Robert Blake acquitted of wife’s murder. 

After a three-month-long criminal trial in Los Angeles Superior Court, a jury acquits Robert Blake, star of the 1970s television detective show Baretta, of the murder of his 44-year-old wife, Bonny Lee Bakley.

Blake, who was born Mickey Gubitosi in 1933 in New Jersey, made his movie debut at the age of six, in MGM’s 1939 movie Bridal Suite; the studio soon featured him in its Our Gang series of short films. After changing his name to Robert Blake, he starred in the 1960 gangster movie The Purple Gang and numerous other films. In 1967, Blake memorably portrayed Perry Smith, one of two real-life murderers at the center of Truman Capote’s In Cold Blood, when the book was adapted for the big screen. As an actor, Blake was best known for his Emmy-winning work as the street-smart plainclothes policeman Tony Baretta in the ABC series Baretta. The show ran from 1975 to 1978, and Blake won an Emmy Award for Best Actor in a Drama Series at the end of its first season.

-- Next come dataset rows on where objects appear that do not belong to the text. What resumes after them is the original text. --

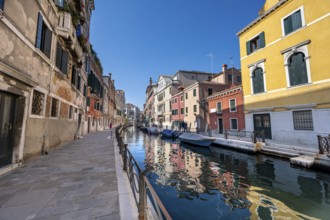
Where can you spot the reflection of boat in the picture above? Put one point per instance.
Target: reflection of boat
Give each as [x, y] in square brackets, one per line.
[199, 150]
[152, 130]
[167, 133]
[196, 139]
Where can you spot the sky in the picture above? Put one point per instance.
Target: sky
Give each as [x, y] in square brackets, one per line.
[139, 39]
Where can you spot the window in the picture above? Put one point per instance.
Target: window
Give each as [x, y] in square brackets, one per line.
[59, 3]
[292, 22]
[71, 112]
[232, 104]
[54, 108]
[258, 80]
[219, 107]
[233, 124]
[44, 37]
[209, 91]
[62, 61]
[2, 4]
[297, 69]
[239, 79]
[256, 43]
[37, 103]
[230, 78]
[73, 76]
[303, 120]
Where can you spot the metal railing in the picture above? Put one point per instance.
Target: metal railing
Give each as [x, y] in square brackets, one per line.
[324, 144]
[140, 184]
[253, 136]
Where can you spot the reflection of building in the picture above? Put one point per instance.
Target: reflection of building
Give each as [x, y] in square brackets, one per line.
[285, 69]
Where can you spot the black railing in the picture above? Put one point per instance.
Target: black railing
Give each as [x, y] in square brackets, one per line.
[324, 144]
[139, 183]
[254, 136]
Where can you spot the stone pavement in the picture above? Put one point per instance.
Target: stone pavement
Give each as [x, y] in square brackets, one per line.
[78, 180]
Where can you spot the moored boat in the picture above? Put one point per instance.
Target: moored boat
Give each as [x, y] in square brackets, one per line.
[167, 133]
[196, 139]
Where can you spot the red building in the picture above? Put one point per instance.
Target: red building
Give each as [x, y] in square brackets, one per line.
[226, 110]
[177, 107]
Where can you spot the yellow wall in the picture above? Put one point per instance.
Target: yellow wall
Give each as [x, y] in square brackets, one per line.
[317, 20]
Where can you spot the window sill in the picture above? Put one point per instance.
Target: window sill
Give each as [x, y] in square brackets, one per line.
[299, 86]
[293, 32]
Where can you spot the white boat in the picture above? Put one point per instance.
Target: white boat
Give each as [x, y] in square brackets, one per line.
[196, 139]
[153, 130]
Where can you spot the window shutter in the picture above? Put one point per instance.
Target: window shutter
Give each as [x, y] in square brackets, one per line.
[58, 56]
[288, 25]
[59, 3]
[64, 64]
[248, 47]
[73, 76]
[296, 20]
[39, 31]
[48, 42]
[262, 42]
[2, 4]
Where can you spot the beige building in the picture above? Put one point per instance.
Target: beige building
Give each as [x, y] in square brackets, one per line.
[196, 105]
[42, 76]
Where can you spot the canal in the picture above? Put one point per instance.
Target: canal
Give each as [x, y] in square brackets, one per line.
[217, 183]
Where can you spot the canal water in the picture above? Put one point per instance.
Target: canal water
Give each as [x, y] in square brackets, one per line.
[217, 183]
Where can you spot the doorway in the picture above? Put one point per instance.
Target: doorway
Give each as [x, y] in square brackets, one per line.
[220, 124]
[262, 122]
[7, 121]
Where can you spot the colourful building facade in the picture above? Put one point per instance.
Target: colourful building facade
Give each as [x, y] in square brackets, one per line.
[285, 71]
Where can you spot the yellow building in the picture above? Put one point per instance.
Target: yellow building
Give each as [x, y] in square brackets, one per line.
[285, 61]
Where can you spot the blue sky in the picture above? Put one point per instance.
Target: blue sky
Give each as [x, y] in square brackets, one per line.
[139, 39]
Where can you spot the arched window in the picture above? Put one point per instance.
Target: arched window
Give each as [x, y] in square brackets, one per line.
[297, 69]
[258, 80]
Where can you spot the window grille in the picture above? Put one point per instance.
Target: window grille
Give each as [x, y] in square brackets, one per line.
[54, 109]
[303, 120]
[37, 103]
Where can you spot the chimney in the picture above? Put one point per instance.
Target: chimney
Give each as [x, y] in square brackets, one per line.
[224, 67]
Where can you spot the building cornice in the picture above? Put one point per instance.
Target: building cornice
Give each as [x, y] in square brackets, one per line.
[265, 14]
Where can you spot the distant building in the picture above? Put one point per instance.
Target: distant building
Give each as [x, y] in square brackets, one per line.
[226, 110]
[285, 69]
[120, 101]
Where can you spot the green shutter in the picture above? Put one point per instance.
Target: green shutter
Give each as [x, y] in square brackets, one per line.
[39, 31]
[48, 42]
[296, 20]
[2, 4]
[262, 42]
[58, 56]
[248, 47]
[64, 63]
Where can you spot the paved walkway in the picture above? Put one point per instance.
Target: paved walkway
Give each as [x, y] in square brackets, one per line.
[81, 180]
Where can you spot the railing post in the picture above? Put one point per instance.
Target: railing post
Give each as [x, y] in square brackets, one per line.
[263, 136]
[125, 157]
[142, 197]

During his criminal trial, Blake’s defense team portrayed the aging actor as a rather pathetic figure and argued that Bakley had a pattern of sending letters and nude photos of herself to famous men and had trapped Blake into marrying her by becoming pregnant. The couple’s daughter, Rose, was born in June 2000, and though Bakley initially claimed that the child was fathered by Christian Brando, son of the celebrated actor Marlon Brando, a paternity test proved the baby was Blake’s. Blake and Bakley married that November. Their brief, unhappy union lasted until May 4, 2001, when Bakley was shot to death as she sat in a car outside a Los Angeles restaurant.

Blake was arrested for the murder, and the prosecution produced two former stunt doubles who claimed the actor had recruited them to kill his wife. During cross-examination, the stuntmen were revealed to be cocaine and methamphetamine users. In their acquittal of Blake, the jury made it clear they didn’t believe the stuntmen’s statements, and also concluded that the prosecution had failed to place the murder weapon in Blake’s hands.

In November 2005, eight months after the criminal trial ended, Robert Blake was found guilty in a civil trial of “intentionally” causing Bonny Lee Bakley’s death; he was ordered to pay $30 million to Bakley’s children. Rose remained in the care of Blake’s eldest daughter, Delinah. Though he did not testify in the criminal trial, Blake did take the stand during his civil trial to deny the accusations.